The Secunia Vulnerability Review 2014 has been released. The report shows that a total of 1,208 vulnerabilities were discovered last year in the top 50 most popular applications. A total of 13,073 flaws were reported in all products in 2013.
76% of these vulnerabilities impacted third party software, the rest of the security holes being uncovered in Microsoft programs. However, it’s worth noting that the third party programs in which the vulnerabilities have been found represent only 34% of the 50 most popular applications installed on private computers.
“It is one thing that third-party programs are responsible for the majority of vulnerabilities on a typical PC, rather than Microsoft programs. However, another very important security factor is how easy it is to update Microsoft programs compared to third-party programs,” said Secunia CTO Morten R. Stengaard.
“Quite simply, the automation with which Microsoft security updates are made available to end users – through auto-updates, Configuration Management systems and update services – ensures that it is a reasonably simple task to protect private PCs and corporate infrastructures from the vulnerabilities discovered in Microsoft products,” Stengaard added.
“This is not so with the large number of third-party vendors, many of whom lack either the capabilities, resources or security focus to make security updates automatically and easily available.”
The report highlights the fact that 86% of the security bugs discovered in 2013 in the top 50 most popular products were actually patched on the day on which their existence was made public. In general, 79% of vulnerabilities identified in all products had patches available on the day of disclosure.

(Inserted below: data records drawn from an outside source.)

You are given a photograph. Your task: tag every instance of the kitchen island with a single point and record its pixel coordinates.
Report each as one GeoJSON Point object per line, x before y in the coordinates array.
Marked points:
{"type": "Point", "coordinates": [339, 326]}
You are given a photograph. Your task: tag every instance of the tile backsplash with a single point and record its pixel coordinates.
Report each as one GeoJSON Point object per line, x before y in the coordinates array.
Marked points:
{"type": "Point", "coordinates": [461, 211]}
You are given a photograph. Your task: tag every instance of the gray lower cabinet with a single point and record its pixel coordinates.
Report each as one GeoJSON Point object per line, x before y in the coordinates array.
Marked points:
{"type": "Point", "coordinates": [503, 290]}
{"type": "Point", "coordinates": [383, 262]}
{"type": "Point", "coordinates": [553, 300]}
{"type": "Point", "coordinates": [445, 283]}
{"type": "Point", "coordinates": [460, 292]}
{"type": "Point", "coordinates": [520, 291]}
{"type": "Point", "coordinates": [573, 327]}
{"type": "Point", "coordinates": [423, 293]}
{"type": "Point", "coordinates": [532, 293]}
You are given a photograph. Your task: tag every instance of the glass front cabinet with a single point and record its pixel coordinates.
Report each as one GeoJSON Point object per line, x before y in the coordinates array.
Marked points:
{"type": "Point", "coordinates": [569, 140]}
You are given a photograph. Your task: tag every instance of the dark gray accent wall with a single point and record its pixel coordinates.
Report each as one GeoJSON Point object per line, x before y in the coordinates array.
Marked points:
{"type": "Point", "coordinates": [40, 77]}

“With these numbers in mind, we can conclude that intelligent, comprehensive and deployable patch management goes a long way towards protecting IT infrastructures. And supported by an effective risk management strategy it is possible for organizations to meet the threat posed by vulnerabilities, and to protect the business-critical and sensitive information they store in their systems,” Stengaard said.
The vulnerability review analyzes the breach suffered last year by the US Department of Energy, which impacted over 100,000 people and cost the government $1.6 million (€1,17 million).
The breach – possible due to a combination of managerial and technological weaknesses – is a perfect example of why organizations need to gain proper visibility into their networks. Stengaard highlights the need for visibility so that enterprises are capable of determining the “criticality of a threat to their data.”
The complete Secunia Vulnerability Review 2014 is available on the company’s website.